The way I see it is that you want *something* to happen. Either to lose the
client, or to have them pay you for your time.

*one* approach is to calculate how much time you have spent on this client
and to generate a bill for that amount [you are not intending to actually
get paid, although this would be a great outcome!]. Send them the bill,
explaining that you have spent this time on supporting them with their web
hosting account, and that you are sending them the bill now because you are
behind in your billing. Apologise for the lateness of the bill, and explain
that the £75 per year is purely for the hosting, not the support. Suggest
that a support contract might be cheaper in the long run, say 5 hours per
month, or whatever you think it might be. State that all support contracts
are paid monthly by standing order. That way you get paid on time every
month.

This will definitely cause a reaction from your customer. They will likely
not pay, but will instil in them that you are not prepared to work for
nothing. They may begin to realise the value of what you are offering.

There will be an outcome, one way or another. Either they will be outraged,
and simply leave. Or they will be outraged, and will want to negotiate. Or
they will be outraged but wish to maintain the status quo. In this case, you
can appear to be the decent chap, and forgoe the hefty bill (which you had
no intention of collecting, in any case), but 'unfortunately cannot offer
free support'. Any support calls/emails they send to you should be met by a
standard response requiring a support contract to be purchased before any
further support can be given.

If they do take out a support contract, you can forgoe the (bogus) bill as
goodwill. This makes you look great, you got a contract and you win!

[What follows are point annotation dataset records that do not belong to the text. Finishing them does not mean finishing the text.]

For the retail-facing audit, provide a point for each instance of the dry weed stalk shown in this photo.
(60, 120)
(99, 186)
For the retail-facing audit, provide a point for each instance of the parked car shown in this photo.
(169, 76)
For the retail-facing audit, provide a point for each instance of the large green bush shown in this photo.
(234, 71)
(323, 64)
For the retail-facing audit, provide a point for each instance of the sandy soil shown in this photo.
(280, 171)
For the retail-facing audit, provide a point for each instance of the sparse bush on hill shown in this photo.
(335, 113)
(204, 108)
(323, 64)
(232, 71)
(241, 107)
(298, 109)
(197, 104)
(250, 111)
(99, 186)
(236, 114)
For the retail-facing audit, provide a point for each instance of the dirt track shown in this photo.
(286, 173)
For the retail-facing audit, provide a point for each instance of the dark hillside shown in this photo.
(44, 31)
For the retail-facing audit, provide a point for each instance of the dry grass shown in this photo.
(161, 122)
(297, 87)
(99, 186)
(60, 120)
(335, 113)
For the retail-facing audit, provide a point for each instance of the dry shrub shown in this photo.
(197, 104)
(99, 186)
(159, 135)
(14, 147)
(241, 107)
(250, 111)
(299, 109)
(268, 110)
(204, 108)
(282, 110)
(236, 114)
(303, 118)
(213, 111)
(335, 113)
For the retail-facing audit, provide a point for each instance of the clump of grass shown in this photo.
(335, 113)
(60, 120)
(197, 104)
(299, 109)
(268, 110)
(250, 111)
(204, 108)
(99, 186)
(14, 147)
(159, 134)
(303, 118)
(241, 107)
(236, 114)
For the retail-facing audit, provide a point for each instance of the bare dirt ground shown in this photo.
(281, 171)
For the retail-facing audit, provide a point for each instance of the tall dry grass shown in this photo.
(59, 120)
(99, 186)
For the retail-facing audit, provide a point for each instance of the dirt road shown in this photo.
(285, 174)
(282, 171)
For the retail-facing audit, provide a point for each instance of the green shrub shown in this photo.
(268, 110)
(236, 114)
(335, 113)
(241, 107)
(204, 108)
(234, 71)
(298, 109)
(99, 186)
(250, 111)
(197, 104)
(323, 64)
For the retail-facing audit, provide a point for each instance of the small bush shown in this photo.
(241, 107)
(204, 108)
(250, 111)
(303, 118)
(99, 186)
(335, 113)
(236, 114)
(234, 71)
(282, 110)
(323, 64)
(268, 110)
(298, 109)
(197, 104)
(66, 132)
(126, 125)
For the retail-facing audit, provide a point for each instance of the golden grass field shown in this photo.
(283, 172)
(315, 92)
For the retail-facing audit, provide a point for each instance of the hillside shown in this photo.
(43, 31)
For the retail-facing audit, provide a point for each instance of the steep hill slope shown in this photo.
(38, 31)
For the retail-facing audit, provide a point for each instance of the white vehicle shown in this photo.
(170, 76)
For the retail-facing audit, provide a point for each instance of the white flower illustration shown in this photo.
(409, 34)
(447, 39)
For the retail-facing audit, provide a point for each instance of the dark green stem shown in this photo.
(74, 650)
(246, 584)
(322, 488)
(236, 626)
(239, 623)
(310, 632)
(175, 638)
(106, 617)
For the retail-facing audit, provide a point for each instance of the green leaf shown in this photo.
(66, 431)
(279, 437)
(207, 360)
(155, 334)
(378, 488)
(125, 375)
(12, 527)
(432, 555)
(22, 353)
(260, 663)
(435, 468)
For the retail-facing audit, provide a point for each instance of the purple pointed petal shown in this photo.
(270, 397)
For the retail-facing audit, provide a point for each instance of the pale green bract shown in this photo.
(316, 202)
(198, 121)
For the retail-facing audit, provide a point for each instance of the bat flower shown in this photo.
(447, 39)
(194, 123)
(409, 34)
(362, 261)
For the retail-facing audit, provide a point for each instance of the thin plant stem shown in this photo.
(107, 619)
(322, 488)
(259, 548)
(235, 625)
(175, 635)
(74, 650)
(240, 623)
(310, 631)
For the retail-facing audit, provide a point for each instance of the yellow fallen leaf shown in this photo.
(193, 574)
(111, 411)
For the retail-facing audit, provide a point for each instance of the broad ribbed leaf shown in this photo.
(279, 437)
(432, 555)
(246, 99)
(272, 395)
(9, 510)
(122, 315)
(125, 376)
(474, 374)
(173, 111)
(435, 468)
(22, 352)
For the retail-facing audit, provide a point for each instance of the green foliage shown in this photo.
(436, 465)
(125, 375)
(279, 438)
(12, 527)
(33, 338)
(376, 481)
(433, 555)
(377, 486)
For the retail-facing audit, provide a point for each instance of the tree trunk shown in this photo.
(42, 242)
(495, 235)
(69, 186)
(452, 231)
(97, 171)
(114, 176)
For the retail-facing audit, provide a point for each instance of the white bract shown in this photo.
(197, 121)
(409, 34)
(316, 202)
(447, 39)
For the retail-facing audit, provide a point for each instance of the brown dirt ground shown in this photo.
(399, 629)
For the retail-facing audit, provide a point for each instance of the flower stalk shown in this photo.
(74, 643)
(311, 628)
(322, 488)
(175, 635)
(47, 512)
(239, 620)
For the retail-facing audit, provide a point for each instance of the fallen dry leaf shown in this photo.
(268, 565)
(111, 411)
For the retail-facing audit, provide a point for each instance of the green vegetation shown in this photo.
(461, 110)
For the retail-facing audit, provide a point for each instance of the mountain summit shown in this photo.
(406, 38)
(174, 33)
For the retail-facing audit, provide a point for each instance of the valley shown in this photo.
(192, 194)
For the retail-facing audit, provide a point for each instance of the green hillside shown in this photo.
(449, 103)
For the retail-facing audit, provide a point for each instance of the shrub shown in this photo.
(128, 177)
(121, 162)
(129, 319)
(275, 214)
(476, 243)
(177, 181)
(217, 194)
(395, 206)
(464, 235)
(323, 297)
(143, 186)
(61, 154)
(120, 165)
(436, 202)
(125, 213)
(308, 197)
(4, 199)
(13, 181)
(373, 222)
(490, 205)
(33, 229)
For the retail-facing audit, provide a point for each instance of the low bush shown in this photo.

I have no problem whatsoever in 'sacking' poor quality customers, but I see
your situation is not so bad, if they were paying you. If you customer rings
you once a week with an email problem which invariably turns out to be the
size of attachment, you tell them to use ftp and explain how that works.
They invariably ignore your advice, and it happens again and again. That
seems to be a waste of time, but if they are paying you to do that, do you
really care? A sale is a sale, after all!